Your (lifetime) Task List

These aren’t tasks for next week. They’re the recurring rhythm:

  1. Test the full dashboard once a year, ideally end of Q4. Log every number; compare to last year. Watch the slope.
  2. Commit to a biased-block year when you have a multi-quality gap to close. Pick the priority quality per block; protect the others with the minimum effective dose.
  3. Hold the floor with daily habits: Zone 2 most days (any modality you’ll do), CARs for 5–10 minutes, and a real meal-fuelling layer around the harder sessions.
  4. Bias the modality to your priority. If you lift, ride or row your easy cardio. If you sprint, watch what running adds back in.
  5. Re-read this series at every transition — when life or training conditions change (new schedule, injury, age decade), the rules still apply, but the priorities shift.
  6. Decide your standard for the season. “Athletic” isn’t one number; it’s the version of the dashboard you’ll commit to for the next 12 months.
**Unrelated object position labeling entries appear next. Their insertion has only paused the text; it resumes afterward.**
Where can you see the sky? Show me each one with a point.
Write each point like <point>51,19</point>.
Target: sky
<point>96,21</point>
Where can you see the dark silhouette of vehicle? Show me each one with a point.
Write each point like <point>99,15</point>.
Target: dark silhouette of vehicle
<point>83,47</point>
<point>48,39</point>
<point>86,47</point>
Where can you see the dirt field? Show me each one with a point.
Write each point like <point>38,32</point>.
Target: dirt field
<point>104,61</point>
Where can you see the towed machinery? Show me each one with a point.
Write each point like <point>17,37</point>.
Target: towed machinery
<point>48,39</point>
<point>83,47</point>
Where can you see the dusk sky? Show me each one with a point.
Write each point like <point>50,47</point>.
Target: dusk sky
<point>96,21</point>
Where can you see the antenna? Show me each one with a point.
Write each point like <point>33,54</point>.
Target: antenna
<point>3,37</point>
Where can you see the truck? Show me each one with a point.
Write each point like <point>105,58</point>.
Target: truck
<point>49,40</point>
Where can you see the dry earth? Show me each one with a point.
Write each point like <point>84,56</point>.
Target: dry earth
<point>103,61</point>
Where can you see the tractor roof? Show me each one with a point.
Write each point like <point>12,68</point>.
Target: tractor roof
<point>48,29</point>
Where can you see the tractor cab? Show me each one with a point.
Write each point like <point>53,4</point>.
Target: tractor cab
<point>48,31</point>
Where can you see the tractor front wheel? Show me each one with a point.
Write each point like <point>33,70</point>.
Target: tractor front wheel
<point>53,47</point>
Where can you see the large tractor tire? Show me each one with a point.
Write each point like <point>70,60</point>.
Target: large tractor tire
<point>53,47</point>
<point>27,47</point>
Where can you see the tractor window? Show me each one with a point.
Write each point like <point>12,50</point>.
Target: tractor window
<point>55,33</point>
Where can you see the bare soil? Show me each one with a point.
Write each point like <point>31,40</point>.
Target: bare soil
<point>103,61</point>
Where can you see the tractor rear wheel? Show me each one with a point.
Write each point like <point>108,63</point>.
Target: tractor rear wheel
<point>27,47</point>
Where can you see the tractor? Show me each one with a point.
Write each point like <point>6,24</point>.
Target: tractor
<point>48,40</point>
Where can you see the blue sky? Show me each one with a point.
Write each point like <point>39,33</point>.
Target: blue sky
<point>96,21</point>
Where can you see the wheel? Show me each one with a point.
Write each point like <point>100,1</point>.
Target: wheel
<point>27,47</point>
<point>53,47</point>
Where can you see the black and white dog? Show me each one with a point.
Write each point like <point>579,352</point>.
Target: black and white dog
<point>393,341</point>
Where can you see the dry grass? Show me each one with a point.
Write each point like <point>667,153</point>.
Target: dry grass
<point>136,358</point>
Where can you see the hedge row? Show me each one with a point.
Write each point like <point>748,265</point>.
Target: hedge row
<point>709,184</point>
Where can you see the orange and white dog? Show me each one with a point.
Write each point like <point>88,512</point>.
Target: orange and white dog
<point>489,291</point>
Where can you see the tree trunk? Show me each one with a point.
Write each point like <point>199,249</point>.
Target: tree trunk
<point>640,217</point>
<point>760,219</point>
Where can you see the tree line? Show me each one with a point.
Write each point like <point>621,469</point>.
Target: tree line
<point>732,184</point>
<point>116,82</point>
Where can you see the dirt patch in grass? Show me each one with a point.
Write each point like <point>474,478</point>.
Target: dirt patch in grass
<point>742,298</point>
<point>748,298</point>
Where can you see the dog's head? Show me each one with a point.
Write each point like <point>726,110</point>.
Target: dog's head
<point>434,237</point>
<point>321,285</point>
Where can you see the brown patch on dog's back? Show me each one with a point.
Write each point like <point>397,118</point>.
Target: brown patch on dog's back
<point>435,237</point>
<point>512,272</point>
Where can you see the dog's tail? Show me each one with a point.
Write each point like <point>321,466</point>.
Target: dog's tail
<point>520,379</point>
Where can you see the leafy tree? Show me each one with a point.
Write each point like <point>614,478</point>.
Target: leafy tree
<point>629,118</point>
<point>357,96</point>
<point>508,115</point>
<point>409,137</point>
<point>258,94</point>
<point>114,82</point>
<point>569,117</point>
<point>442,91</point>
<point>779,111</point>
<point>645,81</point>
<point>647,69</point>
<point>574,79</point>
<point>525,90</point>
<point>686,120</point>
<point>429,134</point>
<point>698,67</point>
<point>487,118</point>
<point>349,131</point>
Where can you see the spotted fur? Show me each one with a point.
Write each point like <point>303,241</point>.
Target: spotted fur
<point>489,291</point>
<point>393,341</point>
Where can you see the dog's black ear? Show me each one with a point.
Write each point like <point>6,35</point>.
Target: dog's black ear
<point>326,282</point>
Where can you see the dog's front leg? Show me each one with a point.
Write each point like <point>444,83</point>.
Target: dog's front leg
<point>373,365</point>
Write it down. Defend it.

That closes the Athletic Series. Combined with the main Fitness Series (chassis), the Pharmacology chapter, and — if you've chosen to go there — the Performance Enhancement series, you now have the complete practice: how you look, how much force you produce, how well your engine runs, how skilfully you move, how you fit them all into a week, and how you keep them all for decades.


Disclaimer

Not medical advice. This series synthesizes my reading of the research and personal experience. Consult medical professionals before maximal testing, significant programming changes, or any pharmacological choice — especially with underlying health conditions.


Sources & references

Footnotes

  1. Minimum effective dose to maintain fitness: roughly 3 × 30 min/week (≈90 min) of higher-intensity cardio preserves VO2 max for weeks even at lower frequency, with intensity as the key preserved variable; for strength and hypertrophy, ~2 hard sets per muscle per week taken to 0–1 RIR preserves gains far below building doses. See Outside — Minimum Training Dose Research and PezCycling — Minimum Training Dose. 2 3 4

  2. Bryan Johnson’s Blueprint exercise protocol: ~6 days/week, ~4.5 h moderate (Zone 2–4) + ~1 h light (Zone 1) + ~1.5 h vigorous (Zone 5) per week; full-body resistance 3×10–12 reps; HIIT ~2×/week (4 min on / 4 min recovery). See Blueprint — Exercise and Fitness Protocol for Longevity.

  3. Mandsager et al. (2018), “Association of Cardiorespiratory Fitness With Long-term Mortality Among Adults Undergoing Exercise Treadmill Testing,” JAMA Network Open — 122,007 patients, cardiorespiratory fitness inversely associated with all-cause mortality with no observed upper limit of benefit; extreme fitness (≥2 SD above mean for age/sex) carried the lowest mortality. See JAMA Network Open and PMC6324439.